Six months ago, in January, this year’s blogging season began for me with the letter A. I looked at the words that the editors had chosen to illustrate, and therefore highlight, in the 1979 Merriam Webster’s Dictionary.
At six kilograms and a volume of 7650 cubic centimetres, the Dictionary is a slab of language, as hefty as any gravity-based weapon, and as monumental (to my mind) as the stone stele carrying the Code of Hammurabi. Compared literally, it’s sized like the brain of a killer whale.
There are 2666 pages.
So I better move on to B if I intend to finish my survey within the next, shall we say, ten years.

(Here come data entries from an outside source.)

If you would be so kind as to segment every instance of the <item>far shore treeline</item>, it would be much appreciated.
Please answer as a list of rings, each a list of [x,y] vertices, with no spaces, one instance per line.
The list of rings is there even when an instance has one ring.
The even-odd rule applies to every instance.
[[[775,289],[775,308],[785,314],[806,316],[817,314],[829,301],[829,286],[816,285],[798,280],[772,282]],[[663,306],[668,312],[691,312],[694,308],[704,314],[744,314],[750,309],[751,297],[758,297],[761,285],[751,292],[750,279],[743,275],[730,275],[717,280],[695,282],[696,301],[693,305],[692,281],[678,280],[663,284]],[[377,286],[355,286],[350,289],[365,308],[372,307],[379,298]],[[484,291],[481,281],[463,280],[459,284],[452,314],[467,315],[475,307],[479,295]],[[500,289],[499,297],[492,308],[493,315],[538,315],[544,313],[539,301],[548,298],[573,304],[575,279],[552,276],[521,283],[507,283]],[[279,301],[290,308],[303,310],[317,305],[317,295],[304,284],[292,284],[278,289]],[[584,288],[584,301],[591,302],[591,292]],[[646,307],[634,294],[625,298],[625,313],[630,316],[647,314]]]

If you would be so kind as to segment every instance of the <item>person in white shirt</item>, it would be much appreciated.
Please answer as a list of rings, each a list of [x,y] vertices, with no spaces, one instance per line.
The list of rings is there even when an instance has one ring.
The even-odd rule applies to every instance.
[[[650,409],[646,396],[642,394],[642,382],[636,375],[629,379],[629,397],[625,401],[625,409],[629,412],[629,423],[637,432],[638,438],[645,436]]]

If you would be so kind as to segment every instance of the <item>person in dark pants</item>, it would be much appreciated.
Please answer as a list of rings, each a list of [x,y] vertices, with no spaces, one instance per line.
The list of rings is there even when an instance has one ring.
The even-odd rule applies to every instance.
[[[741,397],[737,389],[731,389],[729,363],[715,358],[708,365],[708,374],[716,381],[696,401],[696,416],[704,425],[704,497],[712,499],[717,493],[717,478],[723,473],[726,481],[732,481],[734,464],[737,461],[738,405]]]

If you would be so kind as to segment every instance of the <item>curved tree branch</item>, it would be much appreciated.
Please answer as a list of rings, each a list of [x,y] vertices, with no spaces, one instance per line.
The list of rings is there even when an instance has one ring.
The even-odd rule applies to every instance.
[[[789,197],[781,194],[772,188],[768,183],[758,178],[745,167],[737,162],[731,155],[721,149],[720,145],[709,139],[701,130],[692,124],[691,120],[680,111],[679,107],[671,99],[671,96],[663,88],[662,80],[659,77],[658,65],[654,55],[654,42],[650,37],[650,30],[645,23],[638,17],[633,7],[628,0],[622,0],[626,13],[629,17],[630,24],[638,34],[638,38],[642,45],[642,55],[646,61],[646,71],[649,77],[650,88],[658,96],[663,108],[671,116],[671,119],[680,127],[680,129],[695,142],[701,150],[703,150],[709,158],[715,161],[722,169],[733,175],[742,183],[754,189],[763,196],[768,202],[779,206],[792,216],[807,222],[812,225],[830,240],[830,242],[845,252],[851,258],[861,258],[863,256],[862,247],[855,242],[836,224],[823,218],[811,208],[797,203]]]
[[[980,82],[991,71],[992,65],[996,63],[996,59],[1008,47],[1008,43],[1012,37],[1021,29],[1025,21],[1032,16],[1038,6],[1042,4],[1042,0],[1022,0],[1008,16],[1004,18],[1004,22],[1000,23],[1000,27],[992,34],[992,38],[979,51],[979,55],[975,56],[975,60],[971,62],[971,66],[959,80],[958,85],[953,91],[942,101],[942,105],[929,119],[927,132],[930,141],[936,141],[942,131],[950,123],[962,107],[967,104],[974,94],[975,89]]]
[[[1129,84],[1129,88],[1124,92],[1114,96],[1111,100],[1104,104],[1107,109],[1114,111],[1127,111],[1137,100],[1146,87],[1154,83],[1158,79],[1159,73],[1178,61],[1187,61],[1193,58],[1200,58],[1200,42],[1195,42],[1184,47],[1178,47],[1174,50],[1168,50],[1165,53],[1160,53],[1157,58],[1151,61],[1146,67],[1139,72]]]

I’ll discuss only the illustrated words.
B is the first letter of the naturally occurring brain and bronchus and bird and banyan, of the essential bucket and basket, the ingenious bicycle, the inventive bridge, the unfortunate bullet, and of the Buddha. Also, of Braille.
All to be expected. But wait:
Brussel sprouts are given their pictorial due, as is the bulb of the meadow lilly. Were those really the “best” items to illustrate?
How about choosing to illustrate the following words?
The technical: barefaced tenon, bevel gear, bibcock, bobinet, beylaying pin.
The furniture: bag table, Boston rocker, bonnet top, Brewster chair, butterfly table, breakfront, bulkhead, butterfly table.
Lastly, here’s a nonstandard illustration of branch. I won’t ask what the fundamental difference is between numbers 1 and 3, and whether them both being called Y branch indicates a redundant inclusion. Some questions oughtn’t be asked of artefacts from the pre-internet era.